PSP Executive Director Mark Gleason issued the following statement on the SRC decisions on applications for new charter schools:
“While the SRC approved five schools with a history of providing increased educational opportunity to disadvantaged students, PSP is deeply disappointed that nearly a dozen other schools with similar records were rejected despite their desire to locate in neighborhoods where families urgently need better schools. The five approvals will enroll about 650 students per year over the next four years, or 2,600 total, a small fraction of the more than 45,000 kids stranded in schools that aren’t giving them a fair shot at a quality education. The SRC already has voted to close charter schools with combined enrollment of 3,000, which appears to make these approvals a net cost savings for the School District.

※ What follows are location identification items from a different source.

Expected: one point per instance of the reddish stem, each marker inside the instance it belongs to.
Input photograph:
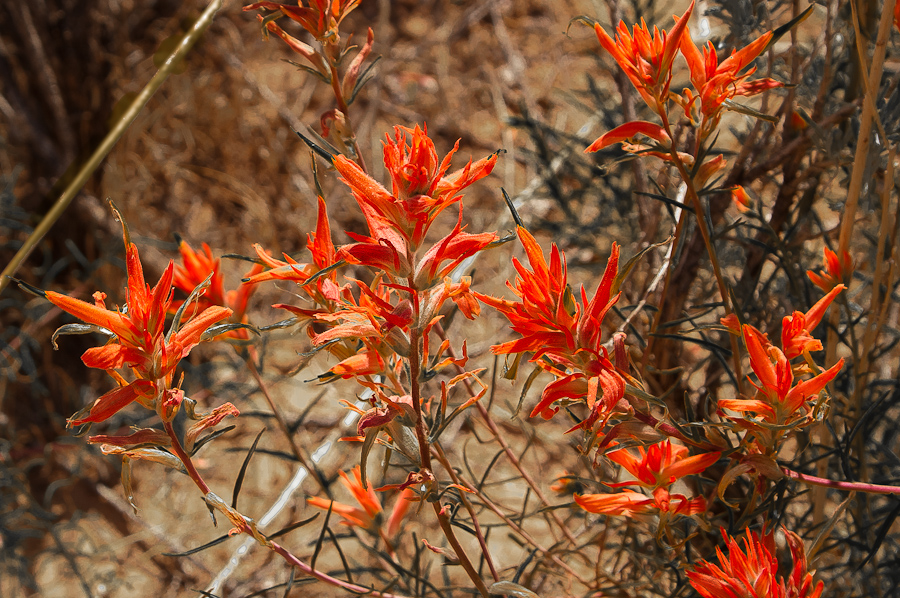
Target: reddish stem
(848, 486)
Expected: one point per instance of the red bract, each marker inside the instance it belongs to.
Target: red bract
(323, 253)
(629, 503)
(662, 464)
(659, 466)
(837, 270)
(646, 59)
(752, 572)
(141, 340)
(554, 325)
(421, 189)
(196, 268)
(717, 82)
(796, 337)
(369, 515)
(779, 399)
(321, 18)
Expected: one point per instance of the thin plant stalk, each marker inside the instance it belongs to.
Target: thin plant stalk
(93, 162)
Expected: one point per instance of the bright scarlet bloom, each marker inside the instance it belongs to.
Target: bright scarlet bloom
(369, 515)
(420, 190)
(796, 337)
(837, 270)
(661, 464)
(629, 503)
(196, 267)
(752, 572)
(554, 325)
(646, 59)
(779, 399)
(141, 341)
(321, 18)
(658, 467)
(717, 82)
(629, 130)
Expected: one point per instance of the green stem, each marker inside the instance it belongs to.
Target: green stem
(415, 335)
(710, 247)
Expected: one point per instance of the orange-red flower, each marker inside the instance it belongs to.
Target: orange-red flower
(796, 337)
(369, 514)
(646, 59)
(563, 334)
(629, 503)
(195, 268)
(629, 130)
(662, 464)
(752, 572)
(141, 341)
(658, 467)
(717, 82)
(321, 18)
(837, 270)
(779, 399)
(420, 190)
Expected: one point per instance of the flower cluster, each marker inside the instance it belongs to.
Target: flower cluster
(753, 570)
(139, 340)
(659, 466)
(563, 332)
(648, 62)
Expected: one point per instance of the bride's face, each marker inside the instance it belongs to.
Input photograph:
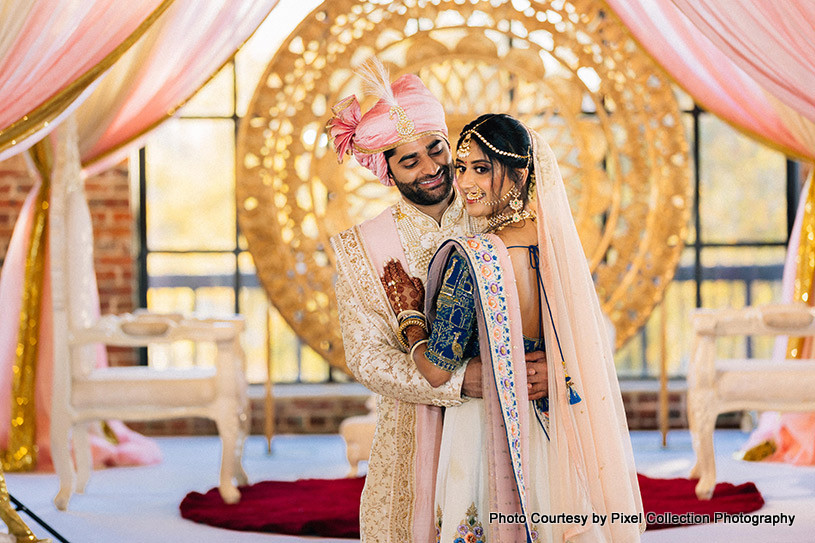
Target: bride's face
(480, 183)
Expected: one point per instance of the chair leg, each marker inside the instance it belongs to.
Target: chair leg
(63, 464)
(228, 429)
(702, 425)
(243, 431)
(84, 458)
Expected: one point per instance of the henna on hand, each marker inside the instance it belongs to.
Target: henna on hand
(403, 291)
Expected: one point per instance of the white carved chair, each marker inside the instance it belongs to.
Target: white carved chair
(358, 434)
(722, 385)
(83, 394)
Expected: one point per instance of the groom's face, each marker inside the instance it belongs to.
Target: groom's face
(422, 170)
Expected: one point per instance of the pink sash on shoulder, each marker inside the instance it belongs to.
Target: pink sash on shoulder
(382, 243)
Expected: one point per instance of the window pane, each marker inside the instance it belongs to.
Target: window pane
(285, 350)
(687, 122)
(191, 188)
(737, 277)
(743, 187)
(642, 355)
(254, 305)
(193, 270)
(215, 98)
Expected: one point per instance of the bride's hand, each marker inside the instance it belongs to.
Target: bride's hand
(403, 291)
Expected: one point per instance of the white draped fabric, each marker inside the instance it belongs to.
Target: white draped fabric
(51, 51)
(187, 45)
(711, 77)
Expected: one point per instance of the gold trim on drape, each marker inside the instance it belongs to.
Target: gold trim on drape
(46, 112)
(11, 518)
(21, 454)
(747, 132)
(172, 111)
(806, 264)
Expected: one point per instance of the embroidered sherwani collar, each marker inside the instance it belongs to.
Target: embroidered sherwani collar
(421, 235)
(452, 216)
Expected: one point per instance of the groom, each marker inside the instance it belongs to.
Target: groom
(403, 140)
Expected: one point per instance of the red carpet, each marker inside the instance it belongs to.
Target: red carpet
(330, 507)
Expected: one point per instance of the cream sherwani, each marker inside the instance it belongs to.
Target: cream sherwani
(397, 503)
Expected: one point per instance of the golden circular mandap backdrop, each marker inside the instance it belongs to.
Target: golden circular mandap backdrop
(568, 69)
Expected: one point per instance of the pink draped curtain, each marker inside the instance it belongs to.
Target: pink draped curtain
(711, 77)
(773, 42)
(175, 58)
(48, 45)
(183, 48)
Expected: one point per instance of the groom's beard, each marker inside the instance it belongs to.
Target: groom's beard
(424, 191)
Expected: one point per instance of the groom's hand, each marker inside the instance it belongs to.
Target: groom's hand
(537, 375)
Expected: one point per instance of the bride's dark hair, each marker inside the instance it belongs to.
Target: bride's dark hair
(504, 133)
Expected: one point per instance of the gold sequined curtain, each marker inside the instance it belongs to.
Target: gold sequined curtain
(11, 518)
(806, 263)
(21, 454)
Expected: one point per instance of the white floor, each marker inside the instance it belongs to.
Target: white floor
(140, 505)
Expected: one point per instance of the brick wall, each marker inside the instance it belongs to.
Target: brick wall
(109, 201)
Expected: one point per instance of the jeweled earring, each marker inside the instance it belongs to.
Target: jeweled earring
(515, 204)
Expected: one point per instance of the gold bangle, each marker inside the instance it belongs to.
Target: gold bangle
(407, 323)
(413, 348)
(409, 313)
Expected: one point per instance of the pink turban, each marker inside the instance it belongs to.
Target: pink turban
(406, 113)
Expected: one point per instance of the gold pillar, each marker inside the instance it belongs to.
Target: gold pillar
(806, 263)
(21, 454)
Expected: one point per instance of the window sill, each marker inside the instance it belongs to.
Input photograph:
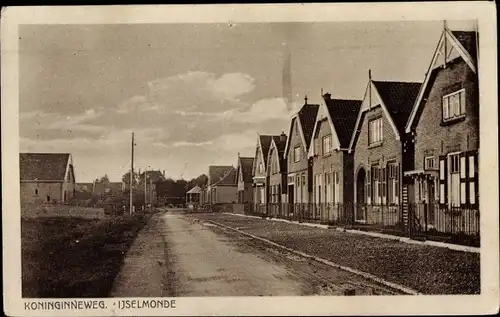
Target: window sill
(374, 145)
(453, 120)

“The rejections of nearly a dozen applications submitted by quality schools, combined with the District’s halt of the Renaissance turnaround program since 2013, means missed opportunities to increase educational equity. We are particularly disappointed that the new-charter evaluation reports did not include detailed analyses of schools’ academic results specifically with disadvantaged students.
“On the plus side, the recent infusion of more than $10 million in Opportunity Scholarship Tax Credits for Philadelphia means as many as 5,000 students will have the opportunity to receive scholarships and attend quality private schools next fall. This was made possible by changes in tax-credit rules that passed with nearly unanimous, bipartisan support in the legislature last fall. Over time, this could mean $30 million or more in annual cost savings for the District as students transfer out of district schools.
“Neither cost savings nor the charter rejections change the fact that Philadelphia needs growing, stable and predictable funding for all public schools. PSP is working hard alongside many other organizations to ensure that Pennsylvania enacts a fair school funding formula.
“More than 45,000 students-most of them poor and minority, many of them with special needs-remain stranded in schools that for many years and a variety of reasons have not been effective. PSP’s mission is to create, expand and transform schools so that every student in Philadelphia gets the chance to receive a good education. We remain fully committed to working with public charter schools, private schools and the District to achieve that goal. The city’s future depends on it.”